The Iraqi Kurdish Regional Government (KRG) and the Iraqi government have reached an agreement to restart oil exports to Turkey this week. The Iraqi government and the KRG have reached an agreement to restart oil exports to the north this week, a spokesman for the Iraqi Kurdish Regional Government (KRG) said today. Baghdad will notify Turkey to request the resumption of pipeline flows, the spokesman said.

Lawk Ghafuri, the KRG’s head of external media affairs, said following in a post on Twitter.

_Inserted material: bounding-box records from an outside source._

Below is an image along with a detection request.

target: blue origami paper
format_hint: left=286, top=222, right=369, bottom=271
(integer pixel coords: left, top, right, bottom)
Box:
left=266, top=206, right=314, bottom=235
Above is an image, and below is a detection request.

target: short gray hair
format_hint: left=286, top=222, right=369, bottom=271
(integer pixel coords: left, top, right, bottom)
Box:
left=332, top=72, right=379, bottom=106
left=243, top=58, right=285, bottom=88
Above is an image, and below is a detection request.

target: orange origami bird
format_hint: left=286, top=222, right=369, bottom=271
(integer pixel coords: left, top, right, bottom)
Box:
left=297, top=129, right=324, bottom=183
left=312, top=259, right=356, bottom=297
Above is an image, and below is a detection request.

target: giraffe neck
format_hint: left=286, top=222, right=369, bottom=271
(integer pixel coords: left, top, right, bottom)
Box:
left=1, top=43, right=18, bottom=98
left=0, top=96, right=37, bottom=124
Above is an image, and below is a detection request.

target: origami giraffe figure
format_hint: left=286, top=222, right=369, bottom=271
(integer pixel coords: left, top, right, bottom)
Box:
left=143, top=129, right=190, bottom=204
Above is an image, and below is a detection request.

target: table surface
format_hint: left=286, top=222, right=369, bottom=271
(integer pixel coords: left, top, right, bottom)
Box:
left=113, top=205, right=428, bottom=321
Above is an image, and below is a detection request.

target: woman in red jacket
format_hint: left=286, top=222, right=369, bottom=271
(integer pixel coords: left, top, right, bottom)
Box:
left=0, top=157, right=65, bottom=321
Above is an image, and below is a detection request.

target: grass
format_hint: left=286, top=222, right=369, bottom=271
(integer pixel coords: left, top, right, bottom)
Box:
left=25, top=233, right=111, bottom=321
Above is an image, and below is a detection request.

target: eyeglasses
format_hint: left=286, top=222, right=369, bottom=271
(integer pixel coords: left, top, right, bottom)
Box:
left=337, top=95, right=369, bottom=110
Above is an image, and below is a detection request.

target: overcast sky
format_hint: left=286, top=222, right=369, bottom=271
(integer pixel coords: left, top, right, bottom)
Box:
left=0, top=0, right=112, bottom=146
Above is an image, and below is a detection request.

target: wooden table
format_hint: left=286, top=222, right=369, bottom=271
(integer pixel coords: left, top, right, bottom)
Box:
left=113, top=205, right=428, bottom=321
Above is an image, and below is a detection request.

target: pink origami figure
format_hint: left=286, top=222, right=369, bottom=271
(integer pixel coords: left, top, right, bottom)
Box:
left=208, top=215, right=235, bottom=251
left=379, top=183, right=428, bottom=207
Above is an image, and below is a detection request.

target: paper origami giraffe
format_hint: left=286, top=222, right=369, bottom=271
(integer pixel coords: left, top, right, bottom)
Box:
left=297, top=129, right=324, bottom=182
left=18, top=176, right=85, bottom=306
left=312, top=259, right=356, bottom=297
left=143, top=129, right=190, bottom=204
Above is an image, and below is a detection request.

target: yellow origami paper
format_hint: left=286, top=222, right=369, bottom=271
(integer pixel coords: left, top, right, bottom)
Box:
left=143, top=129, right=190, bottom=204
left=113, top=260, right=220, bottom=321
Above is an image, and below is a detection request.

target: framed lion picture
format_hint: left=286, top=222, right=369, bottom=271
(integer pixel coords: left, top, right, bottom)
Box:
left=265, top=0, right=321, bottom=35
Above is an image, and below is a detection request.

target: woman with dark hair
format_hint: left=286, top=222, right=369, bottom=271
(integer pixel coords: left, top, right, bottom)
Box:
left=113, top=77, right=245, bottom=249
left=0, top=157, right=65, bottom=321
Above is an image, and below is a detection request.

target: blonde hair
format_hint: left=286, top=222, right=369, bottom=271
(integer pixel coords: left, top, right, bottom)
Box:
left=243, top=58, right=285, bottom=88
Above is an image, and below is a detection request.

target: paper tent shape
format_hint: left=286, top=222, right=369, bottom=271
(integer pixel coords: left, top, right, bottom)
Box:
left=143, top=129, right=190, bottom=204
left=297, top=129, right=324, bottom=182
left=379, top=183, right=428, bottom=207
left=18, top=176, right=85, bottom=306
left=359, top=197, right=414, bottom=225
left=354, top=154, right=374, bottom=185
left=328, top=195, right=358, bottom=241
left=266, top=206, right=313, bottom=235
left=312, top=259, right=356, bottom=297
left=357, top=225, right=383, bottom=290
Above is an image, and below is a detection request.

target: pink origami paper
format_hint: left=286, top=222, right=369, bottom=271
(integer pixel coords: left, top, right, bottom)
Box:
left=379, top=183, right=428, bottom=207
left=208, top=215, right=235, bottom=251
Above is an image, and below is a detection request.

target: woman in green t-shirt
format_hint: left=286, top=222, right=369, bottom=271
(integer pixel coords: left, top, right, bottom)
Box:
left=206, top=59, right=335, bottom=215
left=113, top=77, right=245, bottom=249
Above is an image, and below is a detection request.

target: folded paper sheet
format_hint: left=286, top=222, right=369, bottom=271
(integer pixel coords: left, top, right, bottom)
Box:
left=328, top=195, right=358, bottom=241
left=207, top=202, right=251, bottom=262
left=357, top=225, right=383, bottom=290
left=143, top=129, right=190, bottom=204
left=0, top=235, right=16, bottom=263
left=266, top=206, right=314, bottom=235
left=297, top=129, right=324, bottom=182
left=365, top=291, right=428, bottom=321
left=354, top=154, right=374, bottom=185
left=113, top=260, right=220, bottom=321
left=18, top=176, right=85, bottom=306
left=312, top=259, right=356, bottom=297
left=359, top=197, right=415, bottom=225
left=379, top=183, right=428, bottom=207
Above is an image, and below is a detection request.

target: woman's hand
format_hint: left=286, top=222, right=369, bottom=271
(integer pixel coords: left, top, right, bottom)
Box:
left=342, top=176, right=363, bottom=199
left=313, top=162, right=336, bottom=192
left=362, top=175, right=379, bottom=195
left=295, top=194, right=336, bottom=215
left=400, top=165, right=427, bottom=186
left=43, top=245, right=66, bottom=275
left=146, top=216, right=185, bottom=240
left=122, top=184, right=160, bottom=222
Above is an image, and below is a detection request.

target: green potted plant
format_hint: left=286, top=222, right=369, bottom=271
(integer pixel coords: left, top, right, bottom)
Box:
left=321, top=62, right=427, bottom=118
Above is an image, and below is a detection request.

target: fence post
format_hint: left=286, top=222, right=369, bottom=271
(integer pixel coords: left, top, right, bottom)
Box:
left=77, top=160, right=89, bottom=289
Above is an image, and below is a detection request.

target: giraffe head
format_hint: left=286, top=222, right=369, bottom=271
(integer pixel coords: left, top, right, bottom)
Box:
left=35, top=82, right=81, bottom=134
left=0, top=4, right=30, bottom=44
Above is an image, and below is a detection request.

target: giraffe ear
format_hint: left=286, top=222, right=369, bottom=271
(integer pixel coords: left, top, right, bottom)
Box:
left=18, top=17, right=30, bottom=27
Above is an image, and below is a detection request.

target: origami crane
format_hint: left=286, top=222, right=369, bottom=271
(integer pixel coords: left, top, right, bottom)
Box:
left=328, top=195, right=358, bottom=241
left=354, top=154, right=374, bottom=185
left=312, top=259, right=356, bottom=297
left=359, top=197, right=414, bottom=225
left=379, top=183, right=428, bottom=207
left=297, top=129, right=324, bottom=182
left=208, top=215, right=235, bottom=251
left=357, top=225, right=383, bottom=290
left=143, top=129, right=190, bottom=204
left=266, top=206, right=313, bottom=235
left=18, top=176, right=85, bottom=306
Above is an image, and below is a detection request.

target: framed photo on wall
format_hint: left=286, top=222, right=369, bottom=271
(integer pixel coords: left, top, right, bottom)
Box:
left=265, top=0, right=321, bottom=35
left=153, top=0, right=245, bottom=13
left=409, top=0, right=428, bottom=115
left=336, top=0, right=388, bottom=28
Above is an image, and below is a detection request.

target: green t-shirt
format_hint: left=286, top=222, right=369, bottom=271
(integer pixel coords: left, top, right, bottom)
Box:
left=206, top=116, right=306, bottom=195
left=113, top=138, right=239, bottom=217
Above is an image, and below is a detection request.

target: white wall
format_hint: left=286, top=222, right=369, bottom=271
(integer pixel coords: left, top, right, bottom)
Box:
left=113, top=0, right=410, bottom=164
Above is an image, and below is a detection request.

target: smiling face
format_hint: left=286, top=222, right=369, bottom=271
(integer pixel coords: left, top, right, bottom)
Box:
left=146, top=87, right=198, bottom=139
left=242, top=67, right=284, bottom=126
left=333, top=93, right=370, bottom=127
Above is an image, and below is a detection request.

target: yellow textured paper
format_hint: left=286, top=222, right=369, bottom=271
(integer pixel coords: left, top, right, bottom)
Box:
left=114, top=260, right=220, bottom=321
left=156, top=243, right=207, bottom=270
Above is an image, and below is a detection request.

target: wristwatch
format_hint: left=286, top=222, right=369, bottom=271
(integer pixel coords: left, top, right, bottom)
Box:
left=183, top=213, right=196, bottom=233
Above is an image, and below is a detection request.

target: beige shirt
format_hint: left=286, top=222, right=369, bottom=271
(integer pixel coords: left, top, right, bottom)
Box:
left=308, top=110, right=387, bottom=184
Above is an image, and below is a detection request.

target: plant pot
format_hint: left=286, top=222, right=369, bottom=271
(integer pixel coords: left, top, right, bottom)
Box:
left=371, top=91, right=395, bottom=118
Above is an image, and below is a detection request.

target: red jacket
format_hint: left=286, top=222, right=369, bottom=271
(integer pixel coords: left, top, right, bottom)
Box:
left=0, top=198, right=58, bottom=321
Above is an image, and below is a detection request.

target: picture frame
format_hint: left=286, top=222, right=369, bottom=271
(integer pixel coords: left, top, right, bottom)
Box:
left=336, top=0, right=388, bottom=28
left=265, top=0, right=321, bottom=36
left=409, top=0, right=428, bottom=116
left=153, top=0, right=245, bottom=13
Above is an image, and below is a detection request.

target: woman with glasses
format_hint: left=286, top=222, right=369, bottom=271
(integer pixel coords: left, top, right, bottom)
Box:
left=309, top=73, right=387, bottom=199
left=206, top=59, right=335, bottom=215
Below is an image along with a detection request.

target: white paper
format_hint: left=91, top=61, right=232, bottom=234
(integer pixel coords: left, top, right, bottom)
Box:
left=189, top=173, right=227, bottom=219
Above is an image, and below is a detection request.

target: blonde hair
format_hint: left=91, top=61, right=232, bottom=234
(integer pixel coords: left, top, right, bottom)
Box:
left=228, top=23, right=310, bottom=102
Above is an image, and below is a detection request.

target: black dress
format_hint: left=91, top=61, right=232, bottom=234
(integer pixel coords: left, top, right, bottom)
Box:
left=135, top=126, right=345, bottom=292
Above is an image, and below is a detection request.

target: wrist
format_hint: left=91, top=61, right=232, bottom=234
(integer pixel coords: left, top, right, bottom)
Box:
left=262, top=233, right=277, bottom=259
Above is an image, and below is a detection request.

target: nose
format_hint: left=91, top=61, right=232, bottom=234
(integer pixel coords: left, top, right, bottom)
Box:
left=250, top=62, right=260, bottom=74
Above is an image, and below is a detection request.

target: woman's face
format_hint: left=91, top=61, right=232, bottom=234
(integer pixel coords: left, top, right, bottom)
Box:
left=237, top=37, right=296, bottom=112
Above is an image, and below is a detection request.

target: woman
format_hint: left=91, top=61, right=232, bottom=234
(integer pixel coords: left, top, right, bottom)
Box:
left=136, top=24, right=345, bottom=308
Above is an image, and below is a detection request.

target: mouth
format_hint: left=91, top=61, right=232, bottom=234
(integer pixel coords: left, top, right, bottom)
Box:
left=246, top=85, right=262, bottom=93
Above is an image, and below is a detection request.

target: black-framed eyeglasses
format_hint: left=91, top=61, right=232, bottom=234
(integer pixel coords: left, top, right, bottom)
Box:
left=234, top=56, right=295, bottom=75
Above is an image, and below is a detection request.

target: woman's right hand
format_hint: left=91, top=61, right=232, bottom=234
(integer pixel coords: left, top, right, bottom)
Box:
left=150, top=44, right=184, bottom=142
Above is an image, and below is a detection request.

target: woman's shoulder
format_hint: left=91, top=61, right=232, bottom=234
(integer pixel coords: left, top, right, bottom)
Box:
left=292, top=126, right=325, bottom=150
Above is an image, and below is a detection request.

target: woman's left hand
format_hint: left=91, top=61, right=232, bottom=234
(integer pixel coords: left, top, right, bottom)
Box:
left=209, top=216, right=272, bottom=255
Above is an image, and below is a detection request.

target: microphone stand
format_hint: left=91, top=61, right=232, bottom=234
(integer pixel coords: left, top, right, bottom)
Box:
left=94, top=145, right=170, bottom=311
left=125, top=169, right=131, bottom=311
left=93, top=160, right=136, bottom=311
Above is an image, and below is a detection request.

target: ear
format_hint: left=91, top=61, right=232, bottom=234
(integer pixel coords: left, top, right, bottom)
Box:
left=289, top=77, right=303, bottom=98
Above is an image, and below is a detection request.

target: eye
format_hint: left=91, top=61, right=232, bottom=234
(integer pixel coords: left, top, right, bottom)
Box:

 “After several meetings between the regional Kurdish Government and the federal government, a preliminary agreement was reached this week on the resumption of oil exports through Ceyhan. This agreement will remain in force until the oil and gas bill is approved by the Iraqi Parliament.”

0.5 PERCENT OF THE GLOBAL OIL FLOW

The stopped flows account for only about 0.5 percent of the global oil supply. In addition, the outage, which forced oil companies operating in the region to stop production, made oil prices rise again to $ 80 per barrel last week.

Sources told Reuters yesterday that under the scope of the agreement, Iraq’s oil exports would be carried out by Iraq’s state-owned marketing company SOMO and the KRG’s Ministry of Natural Resources (MNR). “Baghdad will send a letter of demand to Ankara for the continuation of the oil flow,” a KRG official told Reuters today.

WHAT HAD HAPPENED?

Iraq had gone to arbitration in 2014 with a claim for compensation, claiming that Turkey had violated the 1973 pipeline transit agreement by allowing the Kurdish Regional Government to export oil through Ceyhan without Baghdad’s permission.

On Saturday March 25, it was reported that Iraq had won the arbitration case in Paris, the oil flow on the Kirkuk-Ceyhan line had stopped and Turkey was ordered to pay about $ 1.4 billion in compensation excluding interest for the period 2014-2018.

On average, the Iraqi government was shipping 75 thousand barrels of oil per day through the Kirkuk-Ceyhan pipeline, and the KRG was shipping 370 thousand barrels of oil per day.